Dáil debates
Thursday, 10 December 2009
Financial Resolution No.5: General (Resumed). Debate resumed on the following motion:
11:00 am
Brian Cowen (Laois-Offaly, Fianna Fail)
This country has to address probably the biggest challenge to its economic independence it has ever had to face, even though this is now in the context of our membership of the EU and the Eurozone. The budget will demonstrate to ourselves and to others that we are succeeding in mastering the challenge. It is no time for half-measures, evasion or long-fingering. While others can suggest and propose, or oppose, the Government has the responsibility with the support of the Dáil for taking the measures that the public interest requires at this time.
Even in these most difficult financial circumstances, we need to keep moving forward, and to provide a targeted stimulus to support and create employment. There are many projects and programmes under way or near completion that will improve our competitiveness and quality of life in the years ahead. We also need to open up new areas of enterprise and jobs in the smart economy.
Fairness is a key criterion of the corrective measures. The main burden of adjustment has to be borne by those who are in a better position to bear it, even if some contribution is sought from most sectors of society. Over a number of years now, particularly since 2004, the income tax system has been made steadily more progressive.

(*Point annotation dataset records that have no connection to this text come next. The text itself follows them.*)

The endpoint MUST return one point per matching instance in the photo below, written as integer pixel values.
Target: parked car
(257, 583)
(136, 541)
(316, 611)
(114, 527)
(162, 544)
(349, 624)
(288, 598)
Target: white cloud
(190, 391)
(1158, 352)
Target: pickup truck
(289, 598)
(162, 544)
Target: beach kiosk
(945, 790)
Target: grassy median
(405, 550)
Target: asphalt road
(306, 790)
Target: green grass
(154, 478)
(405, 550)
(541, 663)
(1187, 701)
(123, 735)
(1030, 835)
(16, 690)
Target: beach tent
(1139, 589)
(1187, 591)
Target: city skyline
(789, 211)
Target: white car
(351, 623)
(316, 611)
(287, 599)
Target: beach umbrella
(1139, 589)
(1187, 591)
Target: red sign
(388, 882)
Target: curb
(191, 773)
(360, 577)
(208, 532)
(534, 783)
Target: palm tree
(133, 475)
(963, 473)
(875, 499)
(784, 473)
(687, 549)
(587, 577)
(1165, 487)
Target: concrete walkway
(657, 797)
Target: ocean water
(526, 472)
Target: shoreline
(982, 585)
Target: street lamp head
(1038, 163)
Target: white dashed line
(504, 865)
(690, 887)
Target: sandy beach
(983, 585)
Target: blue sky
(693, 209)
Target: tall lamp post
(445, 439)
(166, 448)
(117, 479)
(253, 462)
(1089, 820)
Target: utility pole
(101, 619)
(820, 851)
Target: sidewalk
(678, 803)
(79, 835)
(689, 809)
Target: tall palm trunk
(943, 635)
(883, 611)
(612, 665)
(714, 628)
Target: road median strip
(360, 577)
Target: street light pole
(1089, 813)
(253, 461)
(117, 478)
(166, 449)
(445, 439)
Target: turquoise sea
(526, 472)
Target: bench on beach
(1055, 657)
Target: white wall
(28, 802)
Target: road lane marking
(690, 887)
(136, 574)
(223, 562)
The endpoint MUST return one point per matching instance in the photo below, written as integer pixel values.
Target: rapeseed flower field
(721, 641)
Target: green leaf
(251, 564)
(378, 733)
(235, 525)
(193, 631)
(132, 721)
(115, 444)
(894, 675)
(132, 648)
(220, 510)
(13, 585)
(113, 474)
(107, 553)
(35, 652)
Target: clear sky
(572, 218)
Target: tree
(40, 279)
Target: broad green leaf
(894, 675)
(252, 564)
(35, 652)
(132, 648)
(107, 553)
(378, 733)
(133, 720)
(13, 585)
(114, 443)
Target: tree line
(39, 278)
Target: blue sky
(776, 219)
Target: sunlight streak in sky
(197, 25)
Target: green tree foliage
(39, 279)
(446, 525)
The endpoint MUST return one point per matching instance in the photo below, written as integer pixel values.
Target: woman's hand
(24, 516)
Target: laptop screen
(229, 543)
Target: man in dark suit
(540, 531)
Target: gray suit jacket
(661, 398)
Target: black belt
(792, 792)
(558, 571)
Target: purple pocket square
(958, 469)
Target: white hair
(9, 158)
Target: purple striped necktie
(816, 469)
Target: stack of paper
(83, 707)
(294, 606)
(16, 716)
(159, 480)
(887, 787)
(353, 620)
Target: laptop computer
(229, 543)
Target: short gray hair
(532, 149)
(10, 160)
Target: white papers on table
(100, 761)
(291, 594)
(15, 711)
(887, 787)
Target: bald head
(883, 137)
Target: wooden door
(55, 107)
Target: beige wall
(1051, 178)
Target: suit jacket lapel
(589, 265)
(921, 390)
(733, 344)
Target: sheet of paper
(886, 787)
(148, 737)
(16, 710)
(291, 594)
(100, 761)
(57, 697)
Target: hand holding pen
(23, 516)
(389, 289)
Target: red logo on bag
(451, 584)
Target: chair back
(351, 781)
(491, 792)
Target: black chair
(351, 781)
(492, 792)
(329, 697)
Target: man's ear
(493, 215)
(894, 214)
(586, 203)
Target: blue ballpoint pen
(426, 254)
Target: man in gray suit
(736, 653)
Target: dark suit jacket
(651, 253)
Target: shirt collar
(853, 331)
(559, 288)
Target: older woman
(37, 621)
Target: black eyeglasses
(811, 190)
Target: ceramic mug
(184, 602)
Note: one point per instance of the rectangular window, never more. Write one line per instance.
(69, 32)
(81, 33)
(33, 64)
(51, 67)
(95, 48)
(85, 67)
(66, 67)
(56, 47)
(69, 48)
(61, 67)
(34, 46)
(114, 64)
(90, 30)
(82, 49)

Ireland can come through these testing times, strengthened for the future, having absorbed the lessons of the unexpected full-scale crisis, both domestic and global, that we have had to face. Realism and solidarity, qualities which exist in abundance among our people, will help us through the difficult times, and renew our confidence for the future.
The Irish economy has been particularly badly affected by the present crisis, and is going through an adjustment of a magnitude that has few modern international parallels among developed countries. We will have lost more than 10% of our national income in a two-year period. In a relatively short time, we have gone from a thriving economy with budget surpluses regarded as a model to a sharply contracting economy that has opened up unsustainable budget deficits. Even though we prudently put a lot of money into the National Pension Reserve Fund, and reduced the national debt to a low level, we did not have the safety margins we imagined. Competitiveness was eroded, and with the international loss of confidence resulting from the banking crisis and our vulnerability at the end of a construction boom, suddenly a huge gap opened up at frightening speed in 2008 and early 2009 between what we spend and what we borrow. Now for every €30 of income, we are spending more than €50. That has to stop. We have to stabilise it, we have to correct it, and we have no time to waste.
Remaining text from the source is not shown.